A frase acima, de uma matéria do site oficial da Liga Mundial de Surfe (WSL, em inglês), dá um bom resumo sobre o australiano Matt Wilkinson, apelidado de Wilko. Afinal, antes do início da temporada, era difícil alguém apontar o surfista como um dos favoritos ao título. Ou até mesmo alguém lembrar dele ao fazer uma lista com os competidores deste ano. Mas com o mesmo potencial que o mantém na elite desde 2010, só que agora mais focado do que nunca, ele chega ao Rio de Janeiro como o líder do ranking. E como um dos favoritos à vitória.

Aos 27 anos, Wilko já pode ser considerado um veterano no Circuito Mundial. O problema é que os resultados das temporadas anteriores estavam muito abaixo do esperado. Em seis anos, a melhor marca tinha sido a 18ª colocação em 2015. Vitória em alguma etapa? Nem pensar. Até o início de 2016, o principal desempenho era mesmo o vice-campeonato em Santa Cruz (EUA), penúltima disputa de 2012.

A vida atribulada fora do mar justifica um pouco isso. O excesso de irreverência já fez o australiano usar lycras com estampas variadas, com onças, pinturas psicodélicas, entre outras. Se não bastasse, em 2011, ele foi preso por estar bêbado e desacordado nas ruas da Califórnia, nos Estados Unidos.

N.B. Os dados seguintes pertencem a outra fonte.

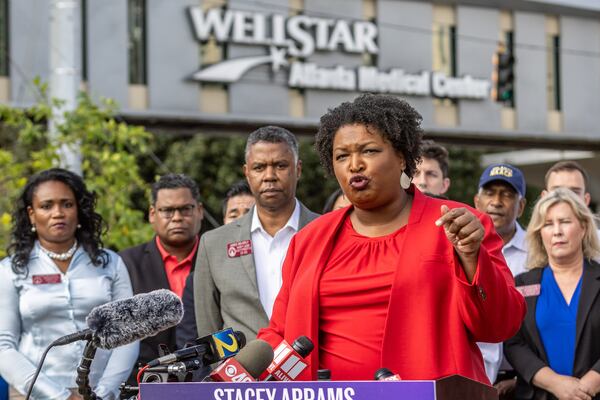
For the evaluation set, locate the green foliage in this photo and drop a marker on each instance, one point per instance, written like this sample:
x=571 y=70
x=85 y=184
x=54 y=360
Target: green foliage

Agora, em 2016, tudo mudou. Além de ter se afastado das polêmicas, Wilko ainda foi procurar ajuda de um ex-surfista: o irlandês Glenn Hall virou seu técnico.

– Tenho trabalhado duro e tudo começou a dar certo. Parece que, de repente, eu descobri como fazer o meu melhor. Tenho me divertido e sinto que tive um grande crescimento. O plano é ganhar aqui também – afirmou Wilkinson.

Ano passado, o australiano nascido no subúrbio de Copacabana, em New South Wales, caiu na semifinal no Rio de Janeiro. Agora, ele acredita que o resultado pode ser melhor. Com o novo estilo e o mesmo potencial, dá para acreditar.